それから更に10年後に上海市で日本式のスーパー銭湯である極楽湯ができました。

それぞれ今を持って尚、大きな人気を誇る施設ですが、どちらともに中国の大都市出店がメインです。

上海市、北京市、青島市、武漢市といった一級都市、長春市などの二、三級都市でも出店の情報がありますが、やはり話題性やその人気ぶりは一級都市、特に超一級都市である上海市でのものが多いのが実情です。

ではなぜ上海市なのか、恐らく私の感覚ですが、上海市では北京市やその他の都市と比べて、比較的新しいものを受け入れやすい国民性が強いのではないかと察します。

港町であり、歴史的にもそうした民族性、市民の特徴があるかも知れません。

もちろん外国人が多いこともありますが、ただ顧客ターゲットとしてはやはりメインは中国現地の人々なので、外国人が与える影響はそこまで大きなものではないと感じます。

それからやはり大都市に出店をすることは、ニュースになりやすく注目を集めやすいという点は当然挙げられるでしょうし、前提として人口密度が高いのも売上が上がりやすい構造であることは当然です。

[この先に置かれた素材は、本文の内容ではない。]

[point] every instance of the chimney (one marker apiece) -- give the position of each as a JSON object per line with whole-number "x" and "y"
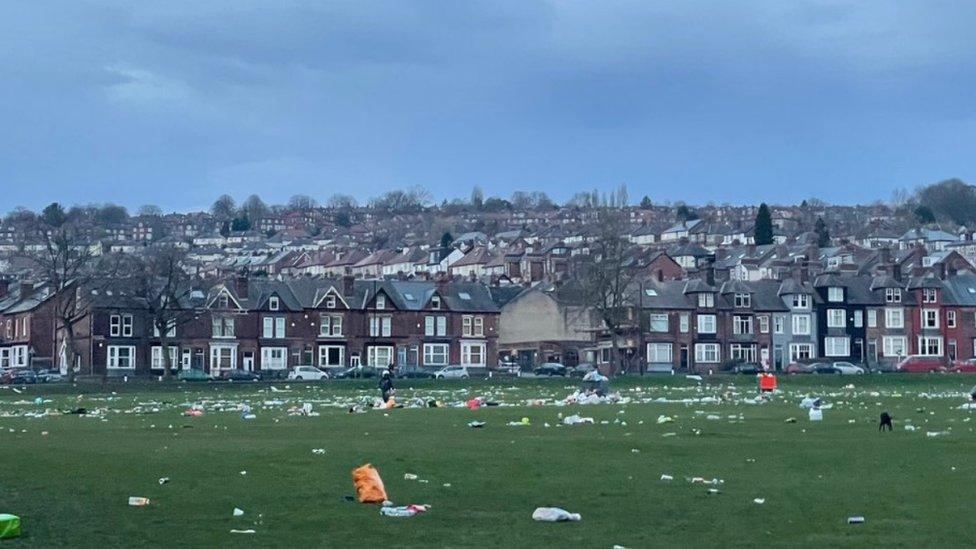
{"x": 240, "y": 285}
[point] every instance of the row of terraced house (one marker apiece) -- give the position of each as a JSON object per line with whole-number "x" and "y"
{"x": 259, "y": 325}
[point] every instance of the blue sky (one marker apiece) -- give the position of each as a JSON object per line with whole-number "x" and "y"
{"x": 176, "y": 102}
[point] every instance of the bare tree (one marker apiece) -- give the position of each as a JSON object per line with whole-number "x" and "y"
{"x": 166, "y": 291}
{"x": 66, "y": 261}
{"x": 608, "y": 279}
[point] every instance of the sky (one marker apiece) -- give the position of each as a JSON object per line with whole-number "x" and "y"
{"x": 174, "y": 103}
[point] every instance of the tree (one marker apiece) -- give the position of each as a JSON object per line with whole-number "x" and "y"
{"x": 823, "y": 235}
{"x": 224, "y": 208}
{"x": 150, "y": 210}
{"x": 607, "y": 279}
{"x": 254, "y": 208}
{"x": 764, "y": 226}
{"x": 302, "y": 203}
{"x": 167, "y": 293}
{"x": 53, "y": 215}
{"x": 447, "y": 240}
{"x": 477, "y": 198}
{"x": 111, "y": 214}
{"x": 66, "y": 262}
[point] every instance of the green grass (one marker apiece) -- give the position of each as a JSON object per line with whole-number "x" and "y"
{"x": 70, "y": 487}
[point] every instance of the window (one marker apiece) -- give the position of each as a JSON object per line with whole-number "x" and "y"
{"x": 332, "y": 355}
{"x": 801, "y": 301}
{"x": 274, "y": 327}
{"x": 435, "y": 326}
{"x": 836, "y": 318}
{"x": 837, "y": 346}
{"x": 801, "y": 351}
{"x": 119, "y": 326}
{"x": 223, "y": 326}
{"x": 330, "y": 326}
{"x": 801, "y": 324}
{"x": 707, "y": 353}
{"x": 379, "y": 357}
{"x": 745, "y": 353}
{"x": 930, "y": 346}
{"x": 742, "y": 325}
{"x": 121, "y": 356}
{"x": 158, "y": 361}
{"x": 472, "y": 354}
{"x": 223, "y": 357}
{"x": 380, "y": 325}
{"x": 892, "y": 295}
{"x": 170, "y": 328}
{"x": 658, "y": 323}
{"x": 896, "y": 346}
{"x": 435, "y": 354}
{"x": 472, "y": 326}
{"x": 894, "y": 317}
{"x": 659, "y": 353}
{"x": 274, "y": 358}
{"x": 706, "y": 324}
{"x": 835, "y": 294}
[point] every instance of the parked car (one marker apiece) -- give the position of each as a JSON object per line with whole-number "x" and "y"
{"x": 240, "y": 375}
{"x": 310, "y": 373}
{"x": 356, "y": 372}
{"x": 847, "y": 368}
{"x": 49, "y": 376}
{"x": 19, "y": 376}
{"x": 799, "y": 368}
{"x": 964, "y": 367}
{"x": 582, "y": 369}
{"x": 193, "y": 374}
{"x": 920, "y": 365}
{"x": 747, "y": 368}
{"x": 550, "y": 369}
{"x": 452, "y": 372}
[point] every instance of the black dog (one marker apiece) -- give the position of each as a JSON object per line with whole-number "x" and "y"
{"x": 885, "y": 421}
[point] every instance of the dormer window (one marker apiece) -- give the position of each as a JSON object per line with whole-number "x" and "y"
{"x": 892, "y": 295}
{"x": 835, "y": 294}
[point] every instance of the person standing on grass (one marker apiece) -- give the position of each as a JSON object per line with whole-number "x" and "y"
{"x": 386, "y": 386}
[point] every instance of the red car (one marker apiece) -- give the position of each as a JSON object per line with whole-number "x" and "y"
{"x": 920, "y": 365}
{"x": 964, "y": 367}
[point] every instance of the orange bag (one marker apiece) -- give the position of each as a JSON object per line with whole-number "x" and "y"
{"x": 369, "y": 485}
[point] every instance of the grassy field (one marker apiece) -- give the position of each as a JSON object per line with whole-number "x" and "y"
{"x": 69, "y": 477}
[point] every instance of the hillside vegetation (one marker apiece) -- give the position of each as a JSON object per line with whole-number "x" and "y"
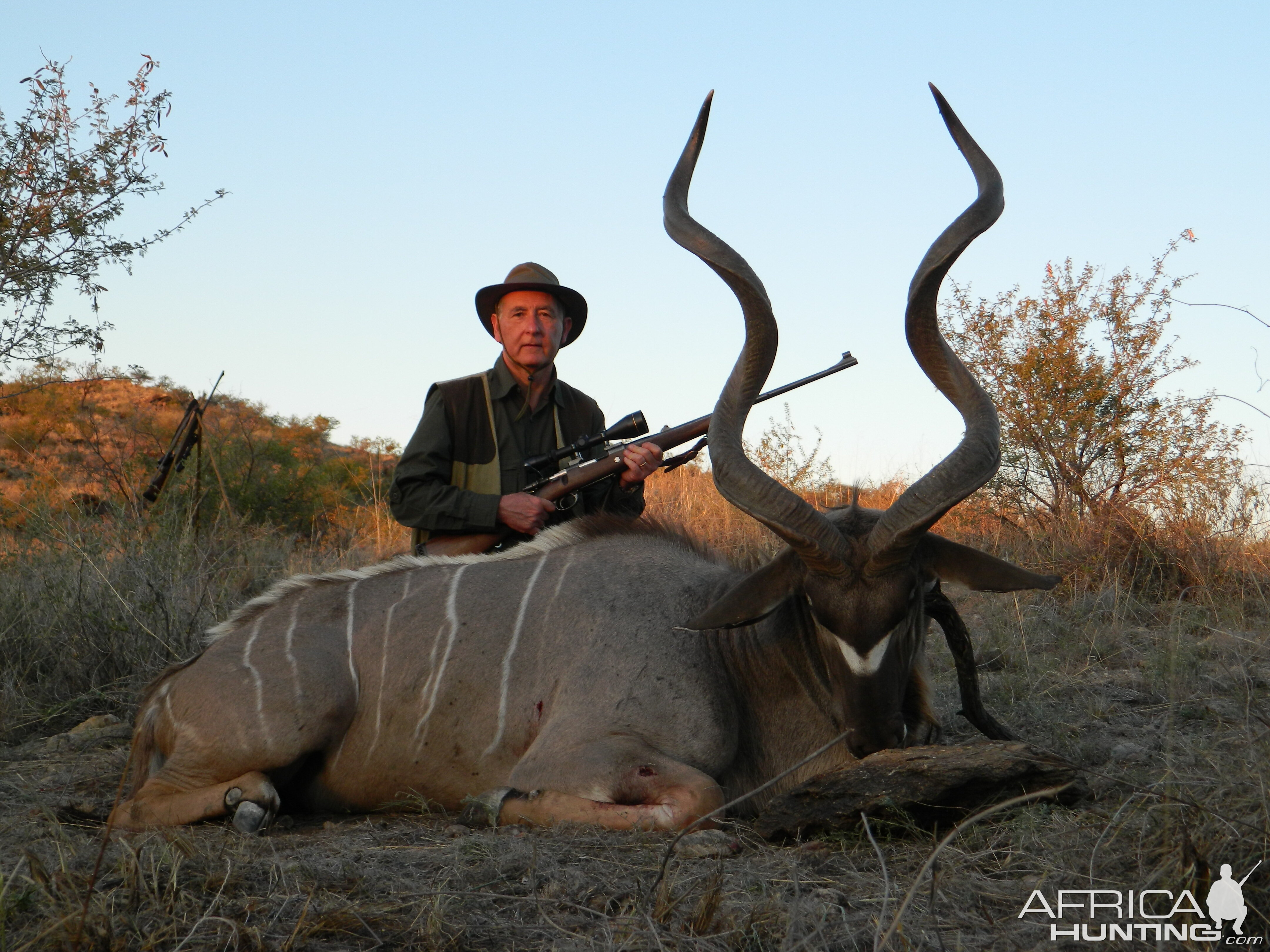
{"x": 1149, "y": 668}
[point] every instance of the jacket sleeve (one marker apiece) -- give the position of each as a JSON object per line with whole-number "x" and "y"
{"x": 422, "y": 495}
{"x": 609, "y": 495}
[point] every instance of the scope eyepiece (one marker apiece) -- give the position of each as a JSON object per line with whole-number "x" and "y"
{"x": 626, "y": 428}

しかし、借地代が高いのがその反面でのデメリットになるでしょう。

そのため、上海市での出店はハイリスク・ハイリターンであり、その他の都市ではローリスク・ローリターンになりやすいはずですが、それでも地方都市での成功例はあまり聞き及びません。

上海郊外での借地代は1万平米を超える施設となると、安く見積もっても2元(30円)/m2/日~となります。

1万平米として計算すると、一日あたり2万元(30万円)となり、1ヶ月では60万元(1,000万円)、年間で720万元(1億800万円)となります。

2元単価といってもこれは格安な方で、地図にある上海市区の若干外側、中環状から外環状の間あたりで、ようやく探し当てられるかというところでしょう。

それだけでも施設にとってはかなりの負担であることが分かっていただけるかと思います。

では地方都市ではどうなのか、先月訪れた南京市で聞いた話だと、同じく(かなりの)郊外では0.8元~、市内では2元/m2/日(約12円~30円)を超えてくる程度だといいます。

表はマンションの販売価格相場。

海で温浴施設を出店する立地の相場が1.5元/m2/日~(22.5円)程度と考えれば、上海よりは若干安くはなりそうですが、決定的に南京市が安いとも言い切れません

というのも、次に人口密度を調べてみると、それぞれの地区によって大きく異なりますが、例えば上海の中心部では2万人/km2を超えていて、先述の家賃相場である2元相当の地区でも1万人/km2弱程度の人口密度となります。

当該地区には1万人弱/km2の人口密度しかないものの、車で30分圏内には2万人/km2を超える人口密度を誇る地区もターゲットとなり得る訳です。

一方の南京市は市内中心部の玄武区、秦淮区、鼓楼区、建邺区、雨花台区で1万人/km2を超える規模ですが、これら4つ区は南京市内のごくごく中心部で、この場所では2元/m2/日を大幅に超えてしまいます。

借地代を2元の目安で考えると、その周辺地区となり、人口密度は多くても5,000人/km2程度の立地となります。

南京市は江蘇省の省都であり、人口規模も高い一級都市なので所得水準もかなり高いレベルではありますが、借地代としては上海のそれよりは若干安いかもしれませんが、人口密度ではやはり上海市に大きく分があることが分かります。

南京市の所得水準も上海市の水準ではなく、上海市郊外と比べても土地代にかかる費用はほとんど変わらず、人口密度が半分程度となれば、ハイリスク・ローリターンに近いモデルになってしまう可能性があります。

日本のスーパー銭湯のビジネスモデルは所謂「安・近・短」と言われますが、レジャー色の強い中国でのスーパー銭湯は、面積が大きいことはもちろん、広範囲から集客をすることが求められるため、距離を伸ばした周辺地区の人口密度も考えなければいけません。

そうなると立地自体は上海市のかなり郊外のであっても、人口密度の高い上海の中心部からお客さんを呼び込むことができれば、かなり大きな商機となりやすい訳です。

また、今回は例として南京市を取り上げましたが、南京市は中国三大竈(かまど)と呼ばれるほど暑い地域なので、寒い時期に集中して集客が望める温浴施設は南京市には若干不向きではあります。